The years of the Revolution and the Early Republic, full of tumult and contradictions as they are, provide the setting for another story — one of extended and interwoven families, a society in the midst of change and three sisters. Read this book, get a refresher course in the public events of the period and let your mind experience the sights, sounds and even smells of the streets of Paris and Washington, as well as Virginia. Learn of the difficulties and ironies of life as the daughters of one of the most prominent of the country’s founders.

Jefferson was a brilliant man, but his vision, limited by his times, did not extend to the gifts and potential of women or people of color. Educated in Virginia and in Paris in the style of the elite, his daughters from his marriage to Martha Wayles were bright and capable. This was a period that saw the publication of Mary Wollstonecraft’s “A Vindication of the Rights of Women” and a full conversation on both sides of the Atlantic about women’s economic and educational opportunities. Yet, their father had no expectation that a fine education would fit them for anything but the traditional life of planter’s wives. Their relationships with their often-absent father were very different. Martha Jefferson, as a young girl, had tried to comfort her father in his deep grief after the death of his beloved wife. She remained close to him throughout her life. Maria, determined to make her own way, was less concerned about conforming to Jefferson’s opinions. The story of the daughters’ marriages and families, their experiences of managing plantations and their lives as children of a public figure are well told.

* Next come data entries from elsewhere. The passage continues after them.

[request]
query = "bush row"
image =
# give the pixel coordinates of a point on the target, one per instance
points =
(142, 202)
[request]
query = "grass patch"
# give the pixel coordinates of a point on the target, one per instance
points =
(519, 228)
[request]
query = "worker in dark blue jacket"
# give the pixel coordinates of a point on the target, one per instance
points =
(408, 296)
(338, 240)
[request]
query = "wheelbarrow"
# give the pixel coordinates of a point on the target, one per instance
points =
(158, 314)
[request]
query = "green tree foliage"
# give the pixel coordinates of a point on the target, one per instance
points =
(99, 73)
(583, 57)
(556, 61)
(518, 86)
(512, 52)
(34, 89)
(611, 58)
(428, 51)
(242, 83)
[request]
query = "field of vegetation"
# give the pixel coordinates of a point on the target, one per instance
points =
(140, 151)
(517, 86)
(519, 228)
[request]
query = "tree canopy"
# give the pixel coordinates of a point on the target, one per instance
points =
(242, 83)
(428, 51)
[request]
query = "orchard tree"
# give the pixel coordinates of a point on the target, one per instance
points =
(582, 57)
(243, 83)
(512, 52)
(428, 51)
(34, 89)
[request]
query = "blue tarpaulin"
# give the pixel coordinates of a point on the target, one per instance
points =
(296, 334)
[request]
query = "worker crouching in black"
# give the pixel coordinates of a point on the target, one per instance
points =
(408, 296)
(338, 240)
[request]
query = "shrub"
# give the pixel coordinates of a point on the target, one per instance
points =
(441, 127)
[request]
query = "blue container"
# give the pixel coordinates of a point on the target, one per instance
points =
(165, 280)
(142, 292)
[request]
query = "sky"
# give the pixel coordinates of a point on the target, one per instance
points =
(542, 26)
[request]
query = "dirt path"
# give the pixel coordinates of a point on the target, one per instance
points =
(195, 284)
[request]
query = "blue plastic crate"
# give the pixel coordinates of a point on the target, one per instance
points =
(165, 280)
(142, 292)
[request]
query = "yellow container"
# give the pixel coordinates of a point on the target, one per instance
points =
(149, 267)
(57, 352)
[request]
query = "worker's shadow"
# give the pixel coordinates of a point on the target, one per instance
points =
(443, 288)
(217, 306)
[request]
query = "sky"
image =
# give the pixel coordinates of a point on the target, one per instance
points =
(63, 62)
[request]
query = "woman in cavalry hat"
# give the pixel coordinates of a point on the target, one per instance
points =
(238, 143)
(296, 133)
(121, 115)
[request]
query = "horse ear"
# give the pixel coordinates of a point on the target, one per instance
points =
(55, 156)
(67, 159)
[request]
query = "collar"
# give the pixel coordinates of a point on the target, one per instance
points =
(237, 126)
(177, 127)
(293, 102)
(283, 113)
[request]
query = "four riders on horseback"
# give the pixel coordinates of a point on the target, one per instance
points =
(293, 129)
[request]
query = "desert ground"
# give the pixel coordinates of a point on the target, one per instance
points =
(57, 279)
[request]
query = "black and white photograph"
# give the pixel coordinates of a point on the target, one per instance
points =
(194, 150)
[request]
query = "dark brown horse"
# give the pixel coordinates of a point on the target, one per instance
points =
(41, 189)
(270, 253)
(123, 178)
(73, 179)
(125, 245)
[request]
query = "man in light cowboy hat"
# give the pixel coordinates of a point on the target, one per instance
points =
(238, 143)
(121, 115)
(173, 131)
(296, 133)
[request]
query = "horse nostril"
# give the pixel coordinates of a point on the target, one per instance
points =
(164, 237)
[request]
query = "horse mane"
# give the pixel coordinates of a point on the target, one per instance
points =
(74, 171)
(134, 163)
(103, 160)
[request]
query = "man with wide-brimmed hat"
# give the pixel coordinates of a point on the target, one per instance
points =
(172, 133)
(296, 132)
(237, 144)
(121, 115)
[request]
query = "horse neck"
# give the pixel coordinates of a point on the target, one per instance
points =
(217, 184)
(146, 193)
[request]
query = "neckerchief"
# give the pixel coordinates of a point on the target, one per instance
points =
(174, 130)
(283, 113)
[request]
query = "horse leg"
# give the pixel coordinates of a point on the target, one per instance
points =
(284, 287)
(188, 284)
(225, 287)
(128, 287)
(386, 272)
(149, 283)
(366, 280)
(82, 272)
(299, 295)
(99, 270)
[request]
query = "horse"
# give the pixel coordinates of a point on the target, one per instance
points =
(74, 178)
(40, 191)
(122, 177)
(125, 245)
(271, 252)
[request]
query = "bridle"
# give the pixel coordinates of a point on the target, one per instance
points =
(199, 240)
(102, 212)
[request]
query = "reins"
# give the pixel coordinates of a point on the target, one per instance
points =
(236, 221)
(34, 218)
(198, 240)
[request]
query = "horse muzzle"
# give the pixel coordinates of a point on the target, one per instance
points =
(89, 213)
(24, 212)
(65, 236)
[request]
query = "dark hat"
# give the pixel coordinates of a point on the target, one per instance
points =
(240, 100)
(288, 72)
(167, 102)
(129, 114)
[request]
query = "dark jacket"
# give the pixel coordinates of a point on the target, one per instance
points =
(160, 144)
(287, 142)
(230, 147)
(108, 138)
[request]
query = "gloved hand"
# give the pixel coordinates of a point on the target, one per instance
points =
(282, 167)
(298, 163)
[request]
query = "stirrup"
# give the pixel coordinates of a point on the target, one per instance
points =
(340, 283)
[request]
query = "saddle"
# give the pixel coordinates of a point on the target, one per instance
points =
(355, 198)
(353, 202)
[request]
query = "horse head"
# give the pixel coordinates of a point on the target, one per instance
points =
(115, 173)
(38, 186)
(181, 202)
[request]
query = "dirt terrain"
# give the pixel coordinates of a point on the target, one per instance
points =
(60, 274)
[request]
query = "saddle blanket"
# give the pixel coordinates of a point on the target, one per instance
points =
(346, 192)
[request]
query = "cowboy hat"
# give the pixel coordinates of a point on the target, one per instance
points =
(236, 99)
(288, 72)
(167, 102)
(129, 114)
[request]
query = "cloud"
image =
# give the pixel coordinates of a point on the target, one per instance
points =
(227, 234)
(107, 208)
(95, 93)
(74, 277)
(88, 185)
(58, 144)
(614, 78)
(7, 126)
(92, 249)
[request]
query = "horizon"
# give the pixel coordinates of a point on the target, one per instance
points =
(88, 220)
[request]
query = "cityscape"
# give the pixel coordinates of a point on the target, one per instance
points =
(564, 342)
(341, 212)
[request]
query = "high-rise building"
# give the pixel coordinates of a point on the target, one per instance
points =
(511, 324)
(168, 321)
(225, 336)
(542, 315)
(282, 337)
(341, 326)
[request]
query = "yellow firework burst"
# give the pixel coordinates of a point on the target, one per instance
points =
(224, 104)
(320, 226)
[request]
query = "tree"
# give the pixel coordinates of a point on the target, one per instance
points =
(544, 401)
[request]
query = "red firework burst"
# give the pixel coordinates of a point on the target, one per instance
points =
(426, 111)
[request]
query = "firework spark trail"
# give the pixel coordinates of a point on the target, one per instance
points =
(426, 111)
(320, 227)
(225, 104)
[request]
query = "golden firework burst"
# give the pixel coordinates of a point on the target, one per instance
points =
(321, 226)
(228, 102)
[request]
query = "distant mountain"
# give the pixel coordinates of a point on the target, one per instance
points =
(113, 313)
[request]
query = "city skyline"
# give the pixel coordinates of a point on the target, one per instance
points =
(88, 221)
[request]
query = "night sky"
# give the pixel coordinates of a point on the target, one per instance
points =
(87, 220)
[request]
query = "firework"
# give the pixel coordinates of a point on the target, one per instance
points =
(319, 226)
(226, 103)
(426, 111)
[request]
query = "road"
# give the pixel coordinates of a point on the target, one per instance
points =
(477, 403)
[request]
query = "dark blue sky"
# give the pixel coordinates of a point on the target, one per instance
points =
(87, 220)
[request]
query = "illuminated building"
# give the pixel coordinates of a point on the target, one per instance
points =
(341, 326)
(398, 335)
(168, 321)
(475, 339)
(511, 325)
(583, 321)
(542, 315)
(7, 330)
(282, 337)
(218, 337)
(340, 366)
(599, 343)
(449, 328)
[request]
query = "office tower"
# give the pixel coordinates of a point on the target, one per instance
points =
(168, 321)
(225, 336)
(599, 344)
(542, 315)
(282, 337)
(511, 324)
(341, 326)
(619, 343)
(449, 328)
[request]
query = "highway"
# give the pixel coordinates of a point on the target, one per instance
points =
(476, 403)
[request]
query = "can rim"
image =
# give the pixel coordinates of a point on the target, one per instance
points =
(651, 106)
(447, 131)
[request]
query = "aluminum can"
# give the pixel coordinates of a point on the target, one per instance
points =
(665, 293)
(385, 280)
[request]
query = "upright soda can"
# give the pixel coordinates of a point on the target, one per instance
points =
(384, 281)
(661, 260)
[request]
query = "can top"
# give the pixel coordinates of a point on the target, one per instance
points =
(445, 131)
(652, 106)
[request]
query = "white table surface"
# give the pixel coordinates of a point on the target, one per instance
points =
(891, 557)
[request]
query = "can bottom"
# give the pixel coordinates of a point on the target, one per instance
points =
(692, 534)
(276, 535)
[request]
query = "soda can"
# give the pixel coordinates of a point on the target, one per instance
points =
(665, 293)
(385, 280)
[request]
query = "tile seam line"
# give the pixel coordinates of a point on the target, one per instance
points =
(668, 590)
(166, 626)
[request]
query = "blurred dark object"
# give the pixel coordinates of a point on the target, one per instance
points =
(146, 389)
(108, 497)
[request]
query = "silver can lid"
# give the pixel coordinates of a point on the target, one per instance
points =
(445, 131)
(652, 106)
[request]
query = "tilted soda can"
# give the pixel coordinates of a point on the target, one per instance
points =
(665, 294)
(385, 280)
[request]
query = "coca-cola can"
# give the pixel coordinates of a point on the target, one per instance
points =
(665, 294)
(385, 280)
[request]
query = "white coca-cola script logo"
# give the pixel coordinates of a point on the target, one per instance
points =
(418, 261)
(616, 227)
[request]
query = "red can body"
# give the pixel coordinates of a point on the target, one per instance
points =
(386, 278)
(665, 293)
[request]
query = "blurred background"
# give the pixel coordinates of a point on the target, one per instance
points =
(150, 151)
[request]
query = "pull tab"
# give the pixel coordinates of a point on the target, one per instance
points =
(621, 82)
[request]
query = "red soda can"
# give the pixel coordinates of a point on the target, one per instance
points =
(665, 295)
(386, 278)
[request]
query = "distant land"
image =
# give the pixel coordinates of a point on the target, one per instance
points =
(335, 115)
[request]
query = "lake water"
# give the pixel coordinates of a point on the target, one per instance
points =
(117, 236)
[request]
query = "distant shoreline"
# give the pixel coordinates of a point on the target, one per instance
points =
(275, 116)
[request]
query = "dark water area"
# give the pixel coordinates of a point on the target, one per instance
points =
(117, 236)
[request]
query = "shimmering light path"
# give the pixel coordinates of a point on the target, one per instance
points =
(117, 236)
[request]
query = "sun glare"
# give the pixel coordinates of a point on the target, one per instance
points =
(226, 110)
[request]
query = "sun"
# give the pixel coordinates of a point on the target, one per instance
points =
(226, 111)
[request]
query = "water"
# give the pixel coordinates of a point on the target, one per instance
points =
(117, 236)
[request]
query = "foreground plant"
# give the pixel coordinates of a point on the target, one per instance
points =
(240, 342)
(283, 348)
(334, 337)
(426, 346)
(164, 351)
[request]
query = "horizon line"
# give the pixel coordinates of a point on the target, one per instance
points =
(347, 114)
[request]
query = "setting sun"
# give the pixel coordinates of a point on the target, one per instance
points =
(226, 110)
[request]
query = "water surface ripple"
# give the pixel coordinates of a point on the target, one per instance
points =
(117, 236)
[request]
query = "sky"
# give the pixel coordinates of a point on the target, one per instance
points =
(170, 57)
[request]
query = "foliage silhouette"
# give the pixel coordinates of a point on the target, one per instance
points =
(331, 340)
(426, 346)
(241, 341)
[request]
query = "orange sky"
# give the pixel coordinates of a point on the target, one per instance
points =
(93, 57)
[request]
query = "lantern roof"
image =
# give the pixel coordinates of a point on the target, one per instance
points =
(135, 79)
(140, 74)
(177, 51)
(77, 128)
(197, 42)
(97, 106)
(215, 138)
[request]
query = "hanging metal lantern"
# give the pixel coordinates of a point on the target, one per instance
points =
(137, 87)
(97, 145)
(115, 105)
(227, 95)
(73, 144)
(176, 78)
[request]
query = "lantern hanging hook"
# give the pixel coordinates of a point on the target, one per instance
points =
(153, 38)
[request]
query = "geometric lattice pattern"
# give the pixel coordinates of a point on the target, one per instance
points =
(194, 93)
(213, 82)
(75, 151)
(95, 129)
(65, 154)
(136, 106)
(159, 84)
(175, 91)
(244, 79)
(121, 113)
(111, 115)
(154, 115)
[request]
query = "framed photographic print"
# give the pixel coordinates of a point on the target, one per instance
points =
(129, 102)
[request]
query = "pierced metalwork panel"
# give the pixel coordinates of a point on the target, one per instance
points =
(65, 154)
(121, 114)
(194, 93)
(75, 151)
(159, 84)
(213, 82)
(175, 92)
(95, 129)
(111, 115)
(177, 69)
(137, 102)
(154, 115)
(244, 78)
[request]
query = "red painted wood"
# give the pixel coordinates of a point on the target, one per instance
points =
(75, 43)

Harriet’s story is of a different order entirely. Her family, enslaved by the Wayles family, had been bequeathed to the Jeffersons. Martha had known them from her infancy. Harriet’s mother, Sally Hemings, in fact, was the youngest child of John Wayles, Martha’s own grandfather. Sally had been in France with Jefferson and his daughters; her choice to return to Virginia and her family, rather than press for her freedom in France, set the course of her life. Sally had extracted a firm promise from Jefferson that their children – Beverley, Harriet, Madison and Eston – would be freed, and they were, though without official papers of manumission. Without those papers, they would have been considered runaway slaves, until the passage of the 13th amendment. At the age of 21, Harriet left Virginia. Equipped with her father’s funds and mother’s training, she successfully passed for white and disappeared into Washington City. Catherine Kerrison’s account of her intense search for some clue about the rest of Harriett’s life shows us how difficult it is to discover what life might have been like for those who were not wealthy, well-connected and white.

Especially considering the complex story of these three sisters, white and black, a remark by Lonnie Bunch, director of the National Museum of African American History and Culture, seems particularly apt: “The African-American experience is the lens through which we understand what it is to be an American.” To write histories, we can learn much from personal papers, diaries, letters, legal documents business and farm records. But these must be tied together into a narrative that offers us something more. This book beautifully reflects the best of the historian’s craft.

Melissa Kirkpatrick is director of education ministries at Manassas Presbyterian Church in Virginia and is a member of the Company of Teachers of the Reformed Institute of Metropolitan Washington.